The bill seeks to incentivize research, development, demonstration, and deployment of carbon capture, utilization, and storage (CCUS) projects. Among other key provisions, the bill:

  • Directs the U.S. Environmental Protection Agency (EPA) to support carbon capture research, including for technologies that remove carbon dioxide (CO2) from the ambient air, authorizing $35 million in prizes for “direct air capture” (DAC) projects that remove at least 10,000 tons of CO2 per year.
  • Directs the EPA to establish a new CO2 utilization R&D program and authorizes $50 million for it.
  • Amends the Fixing America’s Surface Transportation (FAST) Act to clarify that projects eligible for expedited permitting include CCUS projects, DAC projects, and CO2 pipelines.
  • Directs the Council on Environmental Quality to submit guidance, within one year, to facilitate environmental reviews associated with CCUS projects and CO2 pipelines.

The rationale for the bill, as explained in Energy and Commerce Chairman Frank Pallone’s (D-NJ) briefing memo and several testimonies, may be summarized as follows. The world is in serious trouble unless global warming is limited to well below 1.5°C. To achieve that goal, the global economy must be carbon neutral by 2050. Robust deployment of CCUS technologies and infrastructure can significantly lower the cost of mitigation, reduce emissions outside the energy and ground transportation sectors, create new businesses and jobs, promote U.S. competitiveness, and help communities dependent on fossil fuel industries transition to a carbon-neutral future.

Although the bill is bipartisan and relies on incentives, it is not a genuine compromise between Republicans’ emphasis on innovation and Democrats’ emphasis on regulation. Consider, for example, the approach outlined recently by Reps. David McKinley (R-WVA) and Kurt Schrader (D-OR) in a joint press release and USA Today op-ed.

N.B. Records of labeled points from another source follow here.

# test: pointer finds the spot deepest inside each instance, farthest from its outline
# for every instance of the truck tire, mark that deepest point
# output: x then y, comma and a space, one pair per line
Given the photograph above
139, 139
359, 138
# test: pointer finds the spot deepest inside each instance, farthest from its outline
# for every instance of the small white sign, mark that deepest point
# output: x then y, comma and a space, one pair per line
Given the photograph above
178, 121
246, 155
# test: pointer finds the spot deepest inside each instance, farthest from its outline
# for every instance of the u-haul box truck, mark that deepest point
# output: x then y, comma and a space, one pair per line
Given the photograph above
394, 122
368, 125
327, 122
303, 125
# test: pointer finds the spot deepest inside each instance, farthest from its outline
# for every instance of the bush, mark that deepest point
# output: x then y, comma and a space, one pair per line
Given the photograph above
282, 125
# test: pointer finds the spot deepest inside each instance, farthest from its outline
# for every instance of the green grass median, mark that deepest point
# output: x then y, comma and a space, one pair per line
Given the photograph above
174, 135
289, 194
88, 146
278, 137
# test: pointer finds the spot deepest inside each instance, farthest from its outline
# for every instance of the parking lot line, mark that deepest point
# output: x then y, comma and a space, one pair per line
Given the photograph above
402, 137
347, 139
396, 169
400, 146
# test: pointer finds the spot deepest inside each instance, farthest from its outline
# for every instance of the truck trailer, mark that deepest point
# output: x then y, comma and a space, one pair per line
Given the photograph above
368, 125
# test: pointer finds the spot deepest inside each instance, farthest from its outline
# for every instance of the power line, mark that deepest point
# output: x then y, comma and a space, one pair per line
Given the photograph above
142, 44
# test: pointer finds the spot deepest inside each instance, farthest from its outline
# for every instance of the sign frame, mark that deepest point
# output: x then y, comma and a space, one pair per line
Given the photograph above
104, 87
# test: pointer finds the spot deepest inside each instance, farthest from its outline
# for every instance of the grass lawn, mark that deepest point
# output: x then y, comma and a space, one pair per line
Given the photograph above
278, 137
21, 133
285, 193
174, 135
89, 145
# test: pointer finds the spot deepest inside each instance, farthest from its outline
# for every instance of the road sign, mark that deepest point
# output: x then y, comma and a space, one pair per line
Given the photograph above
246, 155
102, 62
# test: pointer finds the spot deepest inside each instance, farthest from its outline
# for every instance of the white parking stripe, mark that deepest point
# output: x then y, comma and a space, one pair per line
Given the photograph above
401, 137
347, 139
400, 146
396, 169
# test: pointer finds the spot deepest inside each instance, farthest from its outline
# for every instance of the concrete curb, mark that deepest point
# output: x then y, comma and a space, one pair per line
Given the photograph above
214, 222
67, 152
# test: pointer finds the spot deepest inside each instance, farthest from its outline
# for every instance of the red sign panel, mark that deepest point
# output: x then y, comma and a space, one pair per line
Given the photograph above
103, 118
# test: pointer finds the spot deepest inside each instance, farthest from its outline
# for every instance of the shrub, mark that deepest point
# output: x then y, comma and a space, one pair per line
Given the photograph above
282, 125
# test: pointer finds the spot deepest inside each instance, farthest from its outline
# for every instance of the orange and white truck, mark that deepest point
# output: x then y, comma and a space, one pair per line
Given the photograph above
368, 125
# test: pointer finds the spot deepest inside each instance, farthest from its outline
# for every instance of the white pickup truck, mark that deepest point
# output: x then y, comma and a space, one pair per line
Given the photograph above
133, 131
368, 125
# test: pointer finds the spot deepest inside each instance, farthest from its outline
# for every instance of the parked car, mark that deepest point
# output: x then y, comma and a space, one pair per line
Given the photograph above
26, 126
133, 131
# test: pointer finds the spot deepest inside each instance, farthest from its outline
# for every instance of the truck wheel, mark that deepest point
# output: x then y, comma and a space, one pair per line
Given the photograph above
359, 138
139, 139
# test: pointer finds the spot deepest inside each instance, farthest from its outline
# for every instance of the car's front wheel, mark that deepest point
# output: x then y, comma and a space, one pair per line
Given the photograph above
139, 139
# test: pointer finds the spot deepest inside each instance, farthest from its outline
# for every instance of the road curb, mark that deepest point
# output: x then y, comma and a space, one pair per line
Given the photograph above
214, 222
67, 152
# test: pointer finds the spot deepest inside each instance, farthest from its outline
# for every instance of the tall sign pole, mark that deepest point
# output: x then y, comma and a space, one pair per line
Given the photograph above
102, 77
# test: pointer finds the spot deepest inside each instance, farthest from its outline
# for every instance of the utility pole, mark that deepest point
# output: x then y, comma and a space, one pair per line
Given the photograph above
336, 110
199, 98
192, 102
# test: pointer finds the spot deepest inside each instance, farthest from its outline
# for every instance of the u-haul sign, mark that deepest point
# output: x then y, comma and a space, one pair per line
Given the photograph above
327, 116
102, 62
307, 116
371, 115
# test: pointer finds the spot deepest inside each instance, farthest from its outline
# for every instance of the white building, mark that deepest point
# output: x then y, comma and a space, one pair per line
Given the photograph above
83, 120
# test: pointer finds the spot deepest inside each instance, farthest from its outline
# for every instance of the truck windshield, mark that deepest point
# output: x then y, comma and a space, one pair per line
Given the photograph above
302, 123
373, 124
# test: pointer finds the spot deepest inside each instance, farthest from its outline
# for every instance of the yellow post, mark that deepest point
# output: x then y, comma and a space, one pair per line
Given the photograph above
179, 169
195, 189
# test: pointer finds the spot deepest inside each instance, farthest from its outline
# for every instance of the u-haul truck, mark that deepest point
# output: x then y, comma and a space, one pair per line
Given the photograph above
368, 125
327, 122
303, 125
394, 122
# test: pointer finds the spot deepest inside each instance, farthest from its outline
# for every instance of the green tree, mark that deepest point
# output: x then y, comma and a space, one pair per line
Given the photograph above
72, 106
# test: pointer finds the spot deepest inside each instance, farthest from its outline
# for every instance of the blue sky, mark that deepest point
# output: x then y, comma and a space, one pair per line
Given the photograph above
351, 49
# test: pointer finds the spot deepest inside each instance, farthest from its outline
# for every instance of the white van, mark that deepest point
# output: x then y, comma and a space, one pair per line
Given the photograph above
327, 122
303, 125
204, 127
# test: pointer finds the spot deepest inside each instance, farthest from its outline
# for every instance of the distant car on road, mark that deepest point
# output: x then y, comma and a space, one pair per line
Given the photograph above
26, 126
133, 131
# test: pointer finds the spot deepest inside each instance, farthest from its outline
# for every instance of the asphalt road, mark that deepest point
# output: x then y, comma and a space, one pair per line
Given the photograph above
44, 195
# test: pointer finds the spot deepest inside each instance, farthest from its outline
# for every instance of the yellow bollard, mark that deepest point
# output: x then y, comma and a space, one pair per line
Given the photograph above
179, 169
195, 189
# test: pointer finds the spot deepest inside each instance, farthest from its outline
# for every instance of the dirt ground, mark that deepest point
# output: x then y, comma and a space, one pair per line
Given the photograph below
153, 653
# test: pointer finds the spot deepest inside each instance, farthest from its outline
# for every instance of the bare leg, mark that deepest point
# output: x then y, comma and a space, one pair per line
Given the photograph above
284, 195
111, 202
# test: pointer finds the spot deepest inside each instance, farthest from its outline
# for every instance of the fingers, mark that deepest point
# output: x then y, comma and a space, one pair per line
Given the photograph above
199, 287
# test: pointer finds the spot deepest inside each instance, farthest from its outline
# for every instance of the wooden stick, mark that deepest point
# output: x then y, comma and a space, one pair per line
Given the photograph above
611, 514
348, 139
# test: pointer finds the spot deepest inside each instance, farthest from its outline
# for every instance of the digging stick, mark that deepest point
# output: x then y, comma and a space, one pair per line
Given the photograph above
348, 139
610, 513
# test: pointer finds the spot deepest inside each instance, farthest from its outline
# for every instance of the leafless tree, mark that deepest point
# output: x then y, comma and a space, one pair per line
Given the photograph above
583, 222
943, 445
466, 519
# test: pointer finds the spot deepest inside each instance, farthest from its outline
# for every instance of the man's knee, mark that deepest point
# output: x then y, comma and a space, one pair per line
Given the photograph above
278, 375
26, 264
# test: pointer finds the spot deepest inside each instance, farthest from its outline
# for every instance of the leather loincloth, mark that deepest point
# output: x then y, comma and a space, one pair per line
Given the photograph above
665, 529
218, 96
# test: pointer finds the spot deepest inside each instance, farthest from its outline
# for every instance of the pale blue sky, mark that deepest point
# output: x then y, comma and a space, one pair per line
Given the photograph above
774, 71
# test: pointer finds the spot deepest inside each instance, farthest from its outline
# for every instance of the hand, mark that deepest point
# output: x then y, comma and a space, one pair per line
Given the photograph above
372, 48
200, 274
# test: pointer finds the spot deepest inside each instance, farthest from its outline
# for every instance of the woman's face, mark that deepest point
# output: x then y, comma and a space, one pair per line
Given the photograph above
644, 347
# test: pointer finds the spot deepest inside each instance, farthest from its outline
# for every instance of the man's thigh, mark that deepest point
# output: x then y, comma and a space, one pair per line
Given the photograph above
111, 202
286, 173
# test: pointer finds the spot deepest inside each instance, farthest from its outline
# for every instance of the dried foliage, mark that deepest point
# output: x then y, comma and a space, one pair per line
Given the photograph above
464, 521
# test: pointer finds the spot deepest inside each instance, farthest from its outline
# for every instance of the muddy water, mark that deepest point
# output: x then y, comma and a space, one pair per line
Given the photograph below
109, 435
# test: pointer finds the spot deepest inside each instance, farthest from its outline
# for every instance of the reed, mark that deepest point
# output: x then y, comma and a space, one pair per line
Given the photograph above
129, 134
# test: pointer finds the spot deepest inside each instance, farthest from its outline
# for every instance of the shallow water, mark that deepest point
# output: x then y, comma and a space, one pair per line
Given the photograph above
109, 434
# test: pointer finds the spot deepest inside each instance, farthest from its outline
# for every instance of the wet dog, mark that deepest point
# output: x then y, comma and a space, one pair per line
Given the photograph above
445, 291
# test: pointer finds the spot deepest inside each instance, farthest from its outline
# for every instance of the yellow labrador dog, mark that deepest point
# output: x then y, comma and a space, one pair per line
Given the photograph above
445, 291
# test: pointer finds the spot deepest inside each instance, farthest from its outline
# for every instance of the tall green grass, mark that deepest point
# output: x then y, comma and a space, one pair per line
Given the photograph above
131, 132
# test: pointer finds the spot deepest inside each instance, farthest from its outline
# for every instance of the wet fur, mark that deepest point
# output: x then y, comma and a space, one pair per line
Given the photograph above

McKinley and Schrader propose to establish a national “clean energy standard” that would take effect after a 10-year R&D program designed to make “clean energy technologies for all fuels increasingly affordable.” During the 10-year innovation phase, “the federal government will not exercise its authorities under the Clean Air Act or take other new regulatory actions to compel emissions reductions from the electric power sector.” The congressmen explain: “If we’re going to ask the coal and gas industries to eliminate their emissions, they should have every opportunity to develop the technologies that can protect their workers and consumers.”

Note, I am not endorsing the McKinley-Schrader concept, but at least their proposal aims to provide deregulatory predictability over a 10-year period. There is nothing comparable in H.R. 1166. It would simply add green industrial policy to whatever climate regulations the EPA and other agencies under future administrations may seek to impose.